Henry Kissinger Calls for Negotiated Peace in Ukraine
Former United States Secretary of State and renowned foreign policy realist Henry Kissinger recently urged that Russia and Ukraine reach a negotiated settlement to wind down the Russo-Ukrainian conflict. Kissinger believes that if this conflict continues there’s a strong possibility that the it could go nuclear.
Kissinger recently wrote an essay titled “How to Avoid Another World War” for the Spectator where he argued that Russia hawks desire to break up the Russian federation will lead to a potential nuclear showdown. “The time is approaching to build on the strategic changes which have already been accomplished and to integrate them into a new structure towards achieving peace through negotiation,” Kissinger stated.
“A peace process should link Ukraine to NATO, however expressed. The alternative of neutrality is no longer meaningful,” he stated. He warned that repeated attempts to weaken Russia could unleash all sorts of geopolitical chaos. He believes that several geopolitical strategists’ aim for the “dissolution” of Russia would lead to the emergence of a power vacuum that would also upset the global balance of power.

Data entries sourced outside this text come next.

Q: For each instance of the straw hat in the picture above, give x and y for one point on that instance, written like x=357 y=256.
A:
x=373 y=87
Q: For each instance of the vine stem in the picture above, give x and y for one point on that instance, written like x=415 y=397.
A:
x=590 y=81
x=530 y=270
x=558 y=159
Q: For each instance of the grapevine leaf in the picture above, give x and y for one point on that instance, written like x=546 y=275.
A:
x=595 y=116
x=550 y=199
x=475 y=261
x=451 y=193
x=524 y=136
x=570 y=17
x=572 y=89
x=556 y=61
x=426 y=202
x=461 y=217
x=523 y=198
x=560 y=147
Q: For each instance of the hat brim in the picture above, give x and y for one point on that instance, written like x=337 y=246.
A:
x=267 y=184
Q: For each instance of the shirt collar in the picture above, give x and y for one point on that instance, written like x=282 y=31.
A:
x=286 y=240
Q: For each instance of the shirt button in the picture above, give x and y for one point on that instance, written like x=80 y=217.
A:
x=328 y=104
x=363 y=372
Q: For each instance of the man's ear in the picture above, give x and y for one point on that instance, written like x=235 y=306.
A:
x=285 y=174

“The dissolution of Russia or destroying its ability for strategic policy could turn its territory encompassing 11 time zones into a contested vacuum,” Kissinger emphasized.
“Its competing societies might decide to settle their disputes by violence. Other countries might seek to expand their claims by force. All these dangers would be compounded by the presence of thousands of nuclear weapons which make Russia one of the world’s two largest nuclear powers.”
Kissnger has upset many members of the national security establishment by previously declaring that “It was not a wise American policy to attempt to include Ukraine into NATO.”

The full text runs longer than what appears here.